Developing your Fundraising Plan

Good fundraising is about planning. Your efforts to secure support should be strategic, considered, and targeted. Having a plan in place shows people that you have a long-term vision and the means to carry out your activities, keep your promises and look after your supporters.

Your fundraising plan should – ideally – cover at least two or three years and be based on your fundraising cycle.

If you are a small organisation, or just starting out, that might not be feasible. You might start with a one-year plan.

Once you get the hang of it, you can move on to multi-year plans, loftier goals and more sophisticated strategies.

There are six key elements of a fundraising plan:

  1. Your case for support. For a deeper dive, check out our informative video
  2. Your organisation’s key objectives requiring financial resources – these should be clear, measurable and costed
  3. Your specific strategies, annual fundraising targets and timeline
  4. An action plan – what needs to be done, by when and by whom
  5. A stewardship plan – you need to build in time to nurture the relationships you have built. For more details, check out the video
  6. Your budget, resources and expected return on investment

Focus on your fundraising targets and strategies

This will be a mix of strategies based on your organisation’s particular situation. You should consider variables like how long you have been in business, your location, resources available, your board’s skills and capacity, the make-up of your audience and your business goals.

For consideration:

  • Do you have a large and engaged social network?  If so, you may consider crowdfunding.
  • Do you have a corporate-heavy Board? This might give you a competitive advantage to secure business sponsors.
  • Does your next project have a health or community focus? This might suggest approaching a private foundation.
  • Is your organisation well established with a strong subscriber base? A well-executed, annual giving drive might be best.
  • Is your target audience niche or specific? Perhaps there are sponsors that have or want the same audience.
  • Do you host high-profile events, or have well-known people in your orbit? These opportunities are likely to appeal to major donors or business sponsors.
  • Do you have long-term and passionate supporters, members, or subscribers?  A bequest program could offer long-term benefits.
  • Are you fundraising for a small, specific, and high-impact project? Perhaps establishing a donor circle might be a good option.
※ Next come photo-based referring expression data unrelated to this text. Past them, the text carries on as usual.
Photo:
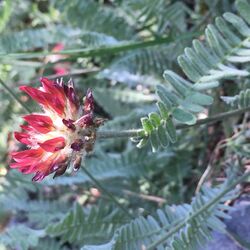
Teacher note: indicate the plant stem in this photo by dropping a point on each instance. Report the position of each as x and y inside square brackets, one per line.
[198, 212]
[98, 184]
[121, 47]
[14, 96]
[137, 132]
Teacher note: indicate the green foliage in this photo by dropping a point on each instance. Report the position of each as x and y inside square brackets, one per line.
[121, 49]
[227, 43]
[21, 237]
[92, 225]
[177, 227]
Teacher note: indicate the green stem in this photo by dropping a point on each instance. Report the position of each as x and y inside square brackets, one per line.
[14, 96]
[98, 184]
[138, 132]
[121, 47]
[197, 213]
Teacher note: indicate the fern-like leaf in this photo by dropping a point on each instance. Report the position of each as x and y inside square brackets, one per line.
[90, 226]
[175, 227]
[227, 45]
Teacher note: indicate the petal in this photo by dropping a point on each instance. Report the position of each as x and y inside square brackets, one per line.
[85, 120]
[89, 102]
[27, 155]
[36, 94]
[41, 123]
[77, 145]
[53, 145]
[55, 89]
[46, 99]
[39, 176]
[27, 128]
[22, 137]
[69, 124]
[72, 97]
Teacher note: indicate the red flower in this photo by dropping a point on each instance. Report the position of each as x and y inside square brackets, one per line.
[64, 132]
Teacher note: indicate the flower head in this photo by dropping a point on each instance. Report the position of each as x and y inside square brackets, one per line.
[64, 133]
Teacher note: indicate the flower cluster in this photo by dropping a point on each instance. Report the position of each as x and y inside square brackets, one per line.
[64, 133]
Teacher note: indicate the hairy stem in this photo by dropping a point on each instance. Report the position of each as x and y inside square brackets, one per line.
[13, 95]
[198, 212]
[104, 190]
[138, 132]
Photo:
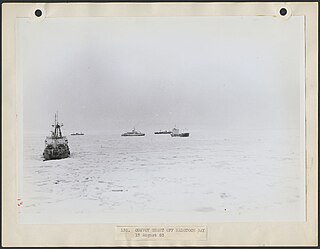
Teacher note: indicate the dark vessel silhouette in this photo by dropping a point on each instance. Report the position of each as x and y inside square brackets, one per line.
[56, 144]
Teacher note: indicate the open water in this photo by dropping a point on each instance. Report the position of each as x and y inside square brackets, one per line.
[220, 176]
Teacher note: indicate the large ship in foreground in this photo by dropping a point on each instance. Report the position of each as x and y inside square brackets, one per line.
[133, 133]
[56, 144]
[177, 133]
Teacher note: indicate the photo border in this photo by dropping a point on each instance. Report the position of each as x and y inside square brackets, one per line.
[219, 233]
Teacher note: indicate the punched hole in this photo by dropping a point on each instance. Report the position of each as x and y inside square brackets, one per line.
[283, 11]
[38, 13]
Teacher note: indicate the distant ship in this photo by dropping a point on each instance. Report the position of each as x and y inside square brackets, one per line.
[56, 144]
[133, 133]
[163, 132]
[177, 133]
[76, 134]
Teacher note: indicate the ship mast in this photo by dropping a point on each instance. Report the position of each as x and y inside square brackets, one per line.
[57, 130]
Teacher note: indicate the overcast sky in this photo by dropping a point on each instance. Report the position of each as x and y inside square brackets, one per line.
[153, 73]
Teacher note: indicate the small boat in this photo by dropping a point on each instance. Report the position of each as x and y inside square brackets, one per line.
[163, 132]
[56, 144]
[133, 133]
[177, 133]
[77, 134]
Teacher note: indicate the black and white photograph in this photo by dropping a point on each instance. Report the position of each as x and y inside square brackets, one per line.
[162, 119]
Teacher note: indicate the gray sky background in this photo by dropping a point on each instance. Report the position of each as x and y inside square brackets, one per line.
[153, 73]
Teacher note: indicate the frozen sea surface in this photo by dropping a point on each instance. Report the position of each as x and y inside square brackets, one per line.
[220, 176]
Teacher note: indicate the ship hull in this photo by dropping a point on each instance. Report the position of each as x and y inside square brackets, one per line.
[56, 153]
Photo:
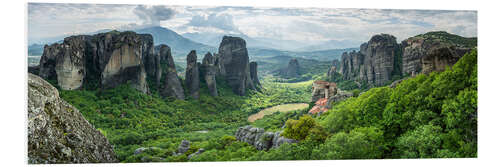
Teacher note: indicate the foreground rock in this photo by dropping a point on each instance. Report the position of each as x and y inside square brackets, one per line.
[106, 59]
[233, 64]
[57, 131]
[192, 75]
[172, 86]
[261, 139]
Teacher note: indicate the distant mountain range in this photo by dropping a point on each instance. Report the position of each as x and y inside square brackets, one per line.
[209, 42]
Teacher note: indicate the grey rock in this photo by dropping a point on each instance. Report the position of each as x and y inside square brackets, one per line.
[261, 139]
[253, 75]
[183, 147]
[110, 59]
[201, 150]
[172, 86]
[208, 72]
[374, 63]
[293, 69]
[323, 89]
[233, 64]
[192, 75]
[58, 132]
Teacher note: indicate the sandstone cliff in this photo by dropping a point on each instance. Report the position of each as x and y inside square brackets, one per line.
[374, 63]
[192, 75]
[293, 68]
[106, 59]
[57, 131]
[233, 64]
[172, 86]
[209, 71]
[434, 51]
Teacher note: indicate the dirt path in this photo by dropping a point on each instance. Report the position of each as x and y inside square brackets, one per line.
[278, 108]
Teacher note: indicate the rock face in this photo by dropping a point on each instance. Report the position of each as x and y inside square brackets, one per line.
[293, 68]
[108, 59]
[172, 86]
[57, 131]
[209, 71]
[253, 74]
[433, 51]
[183, 147]
[233, 63]
[261, 139]
[323, 89]
[375, 61]
[193, 75]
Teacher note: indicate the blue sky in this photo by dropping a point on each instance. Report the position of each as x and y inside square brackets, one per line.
[296, 24]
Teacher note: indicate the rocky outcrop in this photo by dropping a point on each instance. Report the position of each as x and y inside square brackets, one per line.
[183, 147]
[323, 89]
[339, 96]
[198, 152]
[261, 139]
[433, 51]
[208, 70]
[293, 69]
[233, 63]
[57, 131]
[106, 59]
[253, 74]
[192, 75]
[374, 63]
[172, 85]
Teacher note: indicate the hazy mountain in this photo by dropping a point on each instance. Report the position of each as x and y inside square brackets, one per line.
[332, 44]
[178, 43]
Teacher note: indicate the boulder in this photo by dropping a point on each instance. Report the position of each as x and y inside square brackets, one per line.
[172, 86]
[183, 147]
[261, 139]
[233, 63]
[58, 132]
[201, 150]
[192, 75]
[208, 72]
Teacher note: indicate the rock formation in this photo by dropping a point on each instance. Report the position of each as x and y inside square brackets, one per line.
[107, 59]
[253, 74]
[375, 61]
[261, 139]
[323, 89]
[293, 68]
[172, 86]
[232, 61]
[183, 147]
[433, 51]
[192, 75]
[57, 131]
[209, 71]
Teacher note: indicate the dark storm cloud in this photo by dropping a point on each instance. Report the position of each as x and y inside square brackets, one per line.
[154, 14]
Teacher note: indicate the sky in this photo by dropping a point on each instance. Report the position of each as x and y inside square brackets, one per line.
[307, 25]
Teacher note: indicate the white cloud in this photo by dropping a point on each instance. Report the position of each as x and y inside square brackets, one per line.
[308, 25]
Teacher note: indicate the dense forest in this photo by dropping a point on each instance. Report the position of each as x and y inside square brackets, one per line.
[428, 116]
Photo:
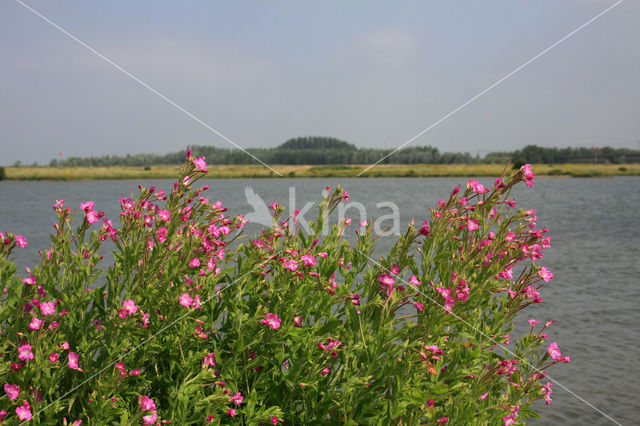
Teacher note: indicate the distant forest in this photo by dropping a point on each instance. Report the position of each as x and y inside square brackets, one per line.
[326, 150]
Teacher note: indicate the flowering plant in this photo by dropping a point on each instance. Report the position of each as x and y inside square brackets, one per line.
[193, 323]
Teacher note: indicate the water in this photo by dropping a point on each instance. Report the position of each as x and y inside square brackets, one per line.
[594, 255]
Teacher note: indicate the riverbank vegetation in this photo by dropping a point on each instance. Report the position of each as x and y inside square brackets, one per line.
[318, 150]
[311, 171]
[197, 323]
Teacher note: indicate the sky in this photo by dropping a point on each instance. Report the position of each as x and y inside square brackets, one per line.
[372, 73]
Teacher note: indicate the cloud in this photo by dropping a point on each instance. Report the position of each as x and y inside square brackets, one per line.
[390, 47]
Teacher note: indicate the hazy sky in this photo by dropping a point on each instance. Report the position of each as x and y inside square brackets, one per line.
[372, 73]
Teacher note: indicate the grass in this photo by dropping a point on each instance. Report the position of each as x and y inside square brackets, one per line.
[257, 171]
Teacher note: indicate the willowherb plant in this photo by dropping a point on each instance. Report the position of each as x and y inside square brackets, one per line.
[189, 328]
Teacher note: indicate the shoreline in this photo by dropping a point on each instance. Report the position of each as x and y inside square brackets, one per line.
[316, 171]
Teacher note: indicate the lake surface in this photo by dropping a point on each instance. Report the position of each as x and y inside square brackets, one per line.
[595, 256]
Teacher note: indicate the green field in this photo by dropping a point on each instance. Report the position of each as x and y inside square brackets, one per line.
[257, 171]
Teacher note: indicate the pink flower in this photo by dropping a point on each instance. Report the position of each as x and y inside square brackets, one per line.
[209, 359]
[25, 353]
[448, 300]
[147, 404]
[425, 230]
[21, 241]
[186, 300]
[237, 398]
[545, 274]
[200, 163]
[528, 175]
[87, 206]
[150, 419]
[553, 350]
[546, 390]
[92, 216]
[48, 308]
[58, 204]
[386, 279]
[290, 264]
[30, 280]
[35, 323]
[308, 260]
[161, 234]
[297, 321]
[272, 321]
[73, 360]
[164, 215]
[477, 186]
[24, 411]
[130, 307]
[13, 391]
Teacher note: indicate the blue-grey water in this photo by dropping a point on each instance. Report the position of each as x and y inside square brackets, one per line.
[594, 254]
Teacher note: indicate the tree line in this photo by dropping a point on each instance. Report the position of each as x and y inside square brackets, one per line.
[327, 150]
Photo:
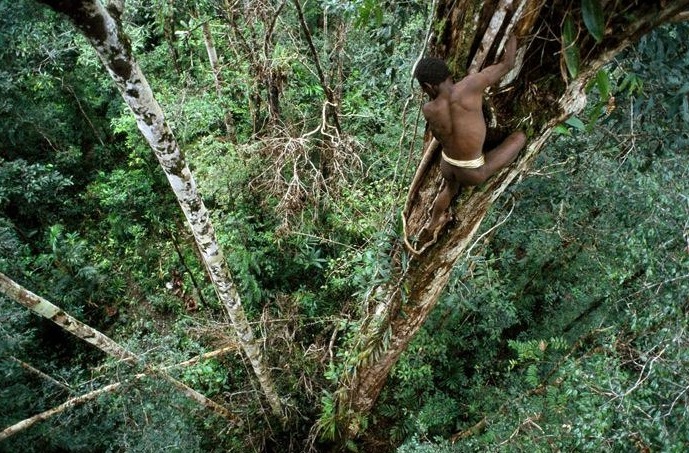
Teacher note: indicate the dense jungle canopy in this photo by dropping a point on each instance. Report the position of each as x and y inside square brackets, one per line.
[204, 208]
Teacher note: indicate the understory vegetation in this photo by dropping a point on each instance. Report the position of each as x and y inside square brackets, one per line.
[563, 329]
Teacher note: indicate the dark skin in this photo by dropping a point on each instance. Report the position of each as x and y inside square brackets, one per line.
[455, 117]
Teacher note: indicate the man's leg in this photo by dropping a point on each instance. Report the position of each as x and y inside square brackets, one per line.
[504, 154]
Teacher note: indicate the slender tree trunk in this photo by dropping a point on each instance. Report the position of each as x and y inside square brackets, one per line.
[76, 401]
[73, 402]
[217, 78]
[537, 95]
[41, 374]
[103, 29]
[92, 336]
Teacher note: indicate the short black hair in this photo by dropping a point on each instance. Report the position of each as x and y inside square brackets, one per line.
[431, 70]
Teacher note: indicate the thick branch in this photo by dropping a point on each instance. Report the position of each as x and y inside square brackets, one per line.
[105, 34]
[92, 336]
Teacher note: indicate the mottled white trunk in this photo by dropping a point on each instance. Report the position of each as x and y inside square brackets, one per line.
[29, 422]
[92, 336]
[104, 32]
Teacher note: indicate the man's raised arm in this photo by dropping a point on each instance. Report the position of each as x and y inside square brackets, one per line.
[492, 74]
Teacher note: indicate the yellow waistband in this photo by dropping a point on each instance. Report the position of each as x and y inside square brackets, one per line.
[474, 163]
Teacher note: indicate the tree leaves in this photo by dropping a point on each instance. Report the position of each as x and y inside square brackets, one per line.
[592, 13]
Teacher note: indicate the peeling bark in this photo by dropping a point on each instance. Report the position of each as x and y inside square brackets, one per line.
[92, 336]
[105, 34]
[468, 35]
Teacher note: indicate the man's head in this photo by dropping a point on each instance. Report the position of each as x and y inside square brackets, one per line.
[432, 71]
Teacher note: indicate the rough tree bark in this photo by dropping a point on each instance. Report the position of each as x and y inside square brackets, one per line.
[46, 309]
[537, 95]
[103, 29]
[216, 69]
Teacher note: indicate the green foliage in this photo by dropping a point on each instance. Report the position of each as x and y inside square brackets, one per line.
[591, 356]
[592, 13]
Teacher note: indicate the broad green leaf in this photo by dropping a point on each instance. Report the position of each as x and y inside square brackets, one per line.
[570, 50]
[603, 83]
[592, 12]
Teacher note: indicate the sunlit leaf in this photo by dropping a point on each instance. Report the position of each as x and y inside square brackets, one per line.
[592, 13]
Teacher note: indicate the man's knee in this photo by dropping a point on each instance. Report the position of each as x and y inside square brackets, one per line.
[519, 138]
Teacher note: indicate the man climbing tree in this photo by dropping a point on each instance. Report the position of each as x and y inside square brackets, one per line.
[455, 116]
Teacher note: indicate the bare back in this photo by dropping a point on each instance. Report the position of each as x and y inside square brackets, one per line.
[455, 114]
[456, 118]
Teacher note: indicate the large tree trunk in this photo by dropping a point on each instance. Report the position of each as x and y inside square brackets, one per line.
[539, 94]
[102, 27]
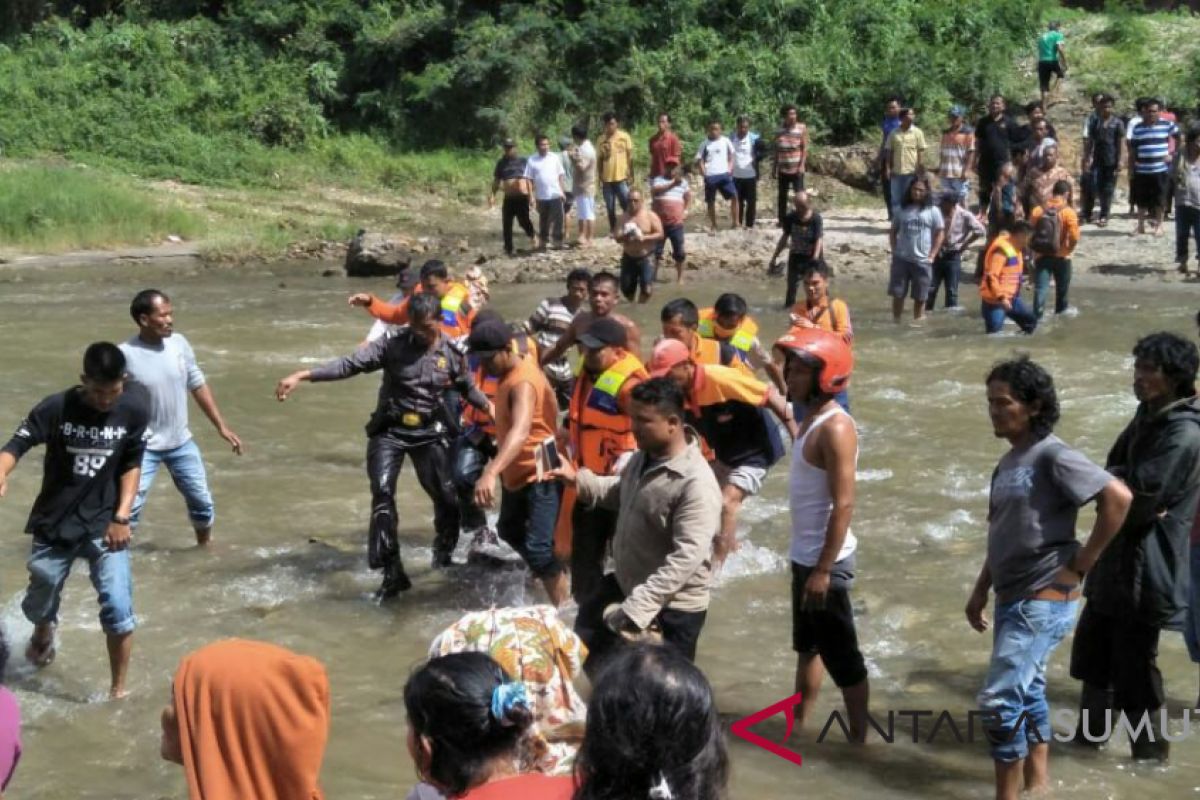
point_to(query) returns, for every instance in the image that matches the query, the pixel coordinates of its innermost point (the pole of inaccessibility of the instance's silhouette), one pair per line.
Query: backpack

A good fundraising plan should springboard you into action with many well thought out fundraising options, specific to your needs and situation. Remember, the more specific you can be about your objectives and needs, the more successful your fundraising will be. In summary a fundraising plan simply lays out what you need to fundraise for, how much you need and then where this money is most likely to come from. Don’t forget, you can revise your plan as you go. Not all your ideas will work out, your circumstances may change, and you may find new sources along the way. The important thing is to put all your energy and resources into the most successful strategies offering the best return on investment.